Após o acolhimento e admissão do paciente no serviço de saúde, ele deve ter suas necessidades identificadas e receber o suporte da equipe para o enfrentamento da doença. As ações de PI envolvem, pelo menos: o exame neurológico por meio da ANS; avaliação do GI; monitoramento da função neural durante e após a PQT(12); medidas de educação para saúde e de autocuidado; adaptação de instrumento de trabalho e para a vida diária; confecção de órteses, adaptações de calçados; e intervenções de fisioterapia e/ou terapia ocupacional (10).

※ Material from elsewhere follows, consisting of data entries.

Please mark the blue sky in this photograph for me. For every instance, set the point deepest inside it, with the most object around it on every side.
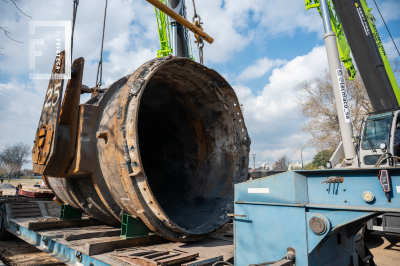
(262, 47)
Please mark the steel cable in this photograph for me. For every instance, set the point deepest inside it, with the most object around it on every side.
(75, 9)
(385, 26)
(100, 67)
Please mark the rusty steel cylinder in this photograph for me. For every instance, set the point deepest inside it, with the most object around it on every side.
(165, 145)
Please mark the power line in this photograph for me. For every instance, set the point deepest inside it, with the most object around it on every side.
(386, 27)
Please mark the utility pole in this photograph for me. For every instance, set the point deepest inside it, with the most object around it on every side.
(338, 86)
(301, 154)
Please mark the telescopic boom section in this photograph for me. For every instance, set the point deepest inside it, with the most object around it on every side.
(190, 26)
(339, 86)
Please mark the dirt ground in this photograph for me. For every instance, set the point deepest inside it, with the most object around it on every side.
(17, 252)
(384, 247)
(24, 183)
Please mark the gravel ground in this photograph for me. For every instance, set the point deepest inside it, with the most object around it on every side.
(7, 190)
(384, 247)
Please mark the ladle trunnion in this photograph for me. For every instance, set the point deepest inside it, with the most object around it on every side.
(165, 145)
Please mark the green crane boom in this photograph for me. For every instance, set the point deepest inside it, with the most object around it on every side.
(163, 32)
(385, 59)
(343, 46)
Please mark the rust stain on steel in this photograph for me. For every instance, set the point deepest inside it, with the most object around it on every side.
(50, 112)
(171, 142)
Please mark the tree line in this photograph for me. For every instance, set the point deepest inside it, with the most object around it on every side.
(12, 158)
(317, 103)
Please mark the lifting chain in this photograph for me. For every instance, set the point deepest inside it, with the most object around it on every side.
(199, 40)
(100, 67)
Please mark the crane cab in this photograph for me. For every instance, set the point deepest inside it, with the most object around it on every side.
(379, 134)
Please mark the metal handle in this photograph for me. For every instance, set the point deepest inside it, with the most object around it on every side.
(234, 215)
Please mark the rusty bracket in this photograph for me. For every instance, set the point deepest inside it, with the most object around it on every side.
(43, 141)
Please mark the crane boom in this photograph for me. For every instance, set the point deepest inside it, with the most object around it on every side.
(382, 92)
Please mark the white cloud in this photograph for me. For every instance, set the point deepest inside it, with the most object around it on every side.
(261, 66)
(390, 49)
(390, 10)
(272, 117)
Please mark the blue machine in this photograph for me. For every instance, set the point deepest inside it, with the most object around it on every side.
(315, 213)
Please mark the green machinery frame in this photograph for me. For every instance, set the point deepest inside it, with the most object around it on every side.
(343, 46)
(164, 33)
(385, 59)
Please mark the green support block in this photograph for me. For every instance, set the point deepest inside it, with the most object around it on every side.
(133, 228)
(68, 213)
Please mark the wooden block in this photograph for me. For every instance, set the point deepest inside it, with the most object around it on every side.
(204, 262)
(282, 263)
(112, 243)
(38, 226)
(178, 259)
(95, 234)
(30, 210)
(29, 214)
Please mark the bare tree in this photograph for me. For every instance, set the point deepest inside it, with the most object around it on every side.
(318, 103)
(4, 29)
(396, 68)
(13, 157)
(281, 163)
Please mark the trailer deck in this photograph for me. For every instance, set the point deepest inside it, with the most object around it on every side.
(88, 242)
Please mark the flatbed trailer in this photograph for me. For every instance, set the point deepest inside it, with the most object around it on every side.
(89, 242)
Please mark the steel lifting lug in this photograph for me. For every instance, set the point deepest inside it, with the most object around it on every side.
(384, 179)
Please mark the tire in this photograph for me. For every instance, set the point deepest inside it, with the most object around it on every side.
(4, 234)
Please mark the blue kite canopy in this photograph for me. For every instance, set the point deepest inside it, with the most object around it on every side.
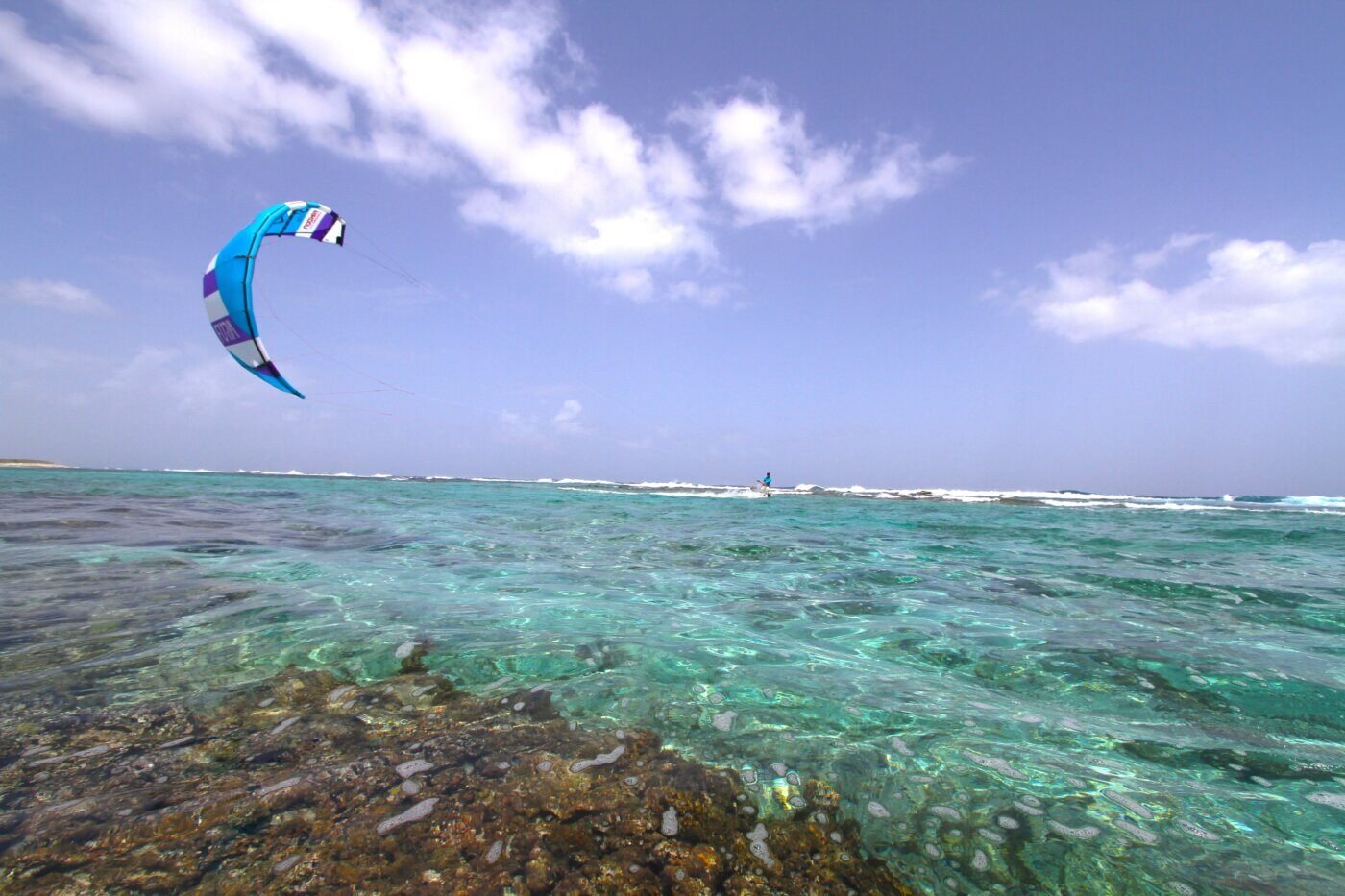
(228, 282)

Ainda que se reconheçam os avanços ocorridos nas últimas décadas quanto à terapêutica da hanseníase, a abordagem integral ainda persiste insuficiente, pois a incorporação de ações de PI, reabilitação, mecanismos de avaliação de funcionalidade e de estigma precisam ser assegurados e disponibilizados a todos os usuários por meio de acesso igualitário com tratamento oportuno (2).
Para um país responsável por 13% do total mundial de casos novos de hanseníase em 2019 (13), as ações de PI ainda não alcançaram o nível de implantação e cumprimento desejados. A realidade dos serviços de saúde é preocupante, pois o Brasil está atualmente imerso em um contexto de dificuldades múltiplas impostas pela pandemia da Covid-19 (14), (15), com uma devastadora política de redução de apoio à ciência (16, 17), subfinanciamento e desmonte crescente do Sistema Único de Saúde – SUS (18-20). Em meio a este cenário comprometedor permanece desafiador que, frente às grandes demandas gerais de usuários e à insuficiência de cobertura da estratégia saúde da família, as ações de PI sejam oferecidas satisfatoriamente e que componham a atenção integral às pessoas afetadas pela hanseníase, como proposto na Estratégia Global para a Hanseníase 2016-2020, alinhada aos Objetivos do Desenvolvimento Sustentável (21).